One way to make empathy theater more accessible to those who may want to participate, but not share their experiences publicly, is by hosting workshops that individuals can participate in. As of December 2021, Theater of Witness offered free workshops for people in Northern Ireland to engage with their methodology. Additional research shows similar theater workshop initiatives have been undertaken with inmates in Northern Irish prisons as well as with university students. However, these workshops can only have so many participants. While they still give individuals the chance to become more empathetic towards one another, they do not necessarily create empathy and understanding for large groups.
This begs the question, how can empathy-creating theater have an effect, not just on the individual micro level, but on a macro level too?
Perhaps, in addition to making the theater empathy methodology accessible to many people, an alternative goal should be focusing on creating large audiences for this work in Northern Ireland. Research has shown that when audiences watch live theatrical performances, they become more empathetic towards the group and identities depicted in the performance. The study even revealed that audience members of a play become more supportive of its social issues/movements, and may even donate money to charities related to the content of the show after they watch it. Live theater is clearly more than entertainment. It can leave a real lasting influence on the lives of those in the audience.
Creating opportunities for people to watch theater productions, particularly empathy theater about The Troubles, maybe a more realistic way of using theater to bolster understanding and empathy among people in Northern Ireland.

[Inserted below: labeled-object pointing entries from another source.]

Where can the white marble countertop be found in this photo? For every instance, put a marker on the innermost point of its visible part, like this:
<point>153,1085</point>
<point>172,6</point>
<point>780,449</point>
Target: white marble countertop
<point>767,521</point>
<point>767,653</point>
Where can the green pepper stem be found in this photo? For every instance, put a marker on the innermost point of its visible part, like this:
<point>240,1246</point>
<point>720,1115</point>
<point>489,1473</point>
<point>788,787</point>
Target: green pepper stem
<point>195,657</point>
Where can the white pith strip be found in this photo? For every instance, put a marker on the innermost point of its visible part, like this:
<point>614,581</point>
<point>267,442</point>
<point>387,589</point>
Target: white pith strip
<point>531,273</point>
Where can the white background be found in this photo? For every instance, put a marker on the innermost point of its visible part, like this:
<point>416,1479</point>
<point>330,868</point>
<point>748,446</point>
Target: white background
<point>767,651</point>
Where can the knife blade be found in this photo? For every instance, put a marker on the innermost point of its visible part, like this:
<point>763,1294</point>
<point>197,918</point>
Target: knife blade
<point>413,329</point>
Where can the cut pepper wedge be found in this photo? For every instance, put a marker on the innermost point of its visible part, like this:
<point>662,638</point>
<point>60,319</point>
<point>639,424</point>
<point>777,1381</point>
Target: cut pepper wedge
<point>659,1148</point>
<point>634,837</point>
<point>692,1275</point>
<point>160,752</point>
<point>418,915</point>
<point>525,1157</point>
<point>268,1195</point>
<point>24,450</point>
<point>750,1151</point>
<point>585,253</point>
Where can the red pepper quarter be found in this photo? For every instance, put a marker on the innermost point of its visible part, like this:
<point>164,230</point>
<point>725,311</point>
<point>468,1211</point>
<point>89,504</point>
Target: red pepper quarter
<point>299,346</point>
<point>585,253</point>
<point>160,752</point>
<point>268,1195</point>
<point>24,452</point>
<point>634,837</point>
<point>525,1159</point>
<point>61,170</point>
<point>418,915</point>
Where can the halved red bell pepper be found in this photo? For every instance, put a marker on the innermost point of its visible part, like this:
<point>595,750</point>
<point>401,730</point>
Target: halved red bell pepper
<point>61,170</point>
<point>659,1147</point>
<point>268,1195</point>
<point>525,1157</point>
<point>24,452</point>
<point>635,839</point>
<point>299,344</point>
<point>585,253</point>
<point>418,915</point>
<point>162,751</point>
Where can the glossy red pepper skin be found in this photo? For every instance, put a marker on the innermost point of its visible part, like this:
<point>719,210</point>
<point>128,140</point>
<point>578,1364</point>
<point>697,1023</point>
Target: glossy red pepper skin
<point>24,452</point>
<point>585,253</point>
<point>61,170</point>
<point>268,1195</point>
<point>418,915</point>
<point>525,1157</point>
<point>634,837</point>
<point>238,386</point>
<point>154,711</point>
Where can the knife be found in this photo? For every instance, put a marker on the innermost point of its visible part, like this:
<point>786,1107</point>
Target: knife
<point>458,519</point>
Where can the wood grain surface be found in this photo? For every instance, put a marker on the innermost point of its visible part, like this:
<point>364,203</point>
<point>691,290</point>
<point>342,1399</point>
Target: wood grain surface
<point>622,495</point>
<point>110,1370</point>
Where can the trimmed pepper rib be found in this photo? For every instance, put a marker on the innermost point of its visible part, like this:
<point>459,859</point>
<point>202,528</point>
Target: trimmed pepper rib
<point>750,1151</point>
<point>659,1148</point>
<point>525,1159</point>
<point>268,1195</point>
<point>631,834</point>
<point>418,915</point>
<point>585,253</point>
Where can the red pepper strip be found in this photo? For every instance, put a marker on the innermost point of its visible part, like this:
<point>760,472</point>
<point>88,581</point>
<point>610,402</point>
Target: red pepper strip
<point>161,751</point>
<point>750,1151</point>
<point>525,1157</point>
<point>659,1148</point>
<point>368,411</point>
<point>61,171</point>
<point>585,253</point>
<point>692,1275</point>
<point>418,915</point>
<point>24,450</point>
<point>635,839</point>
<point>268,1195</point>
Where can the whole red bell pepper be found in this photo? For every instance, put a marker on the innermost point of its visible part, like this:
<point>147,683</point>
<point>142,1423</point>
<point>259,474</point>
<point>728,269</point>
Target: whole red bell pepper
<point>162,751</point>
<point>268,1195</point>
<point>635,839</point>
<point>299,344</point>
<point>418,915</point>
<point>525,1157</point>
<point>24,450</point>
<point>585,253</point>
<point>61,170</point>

Listening to diverse stories, by participating in empathy theater or watching it, does have the ability to change people. One anonymous participant and audience member of Theater of Witness reflected, “I am so grateful for the generosity of all the speakers for making this their life’s mission. They are changing our wee corner of the world.” These stories give people a glimpse of their peers’ turmoil and grief, allowing opposing groups to humanize one another. Theater work truly is and can continue to be a powerful way of creating empathy amongst people in Northern Ireland, both now and in the future.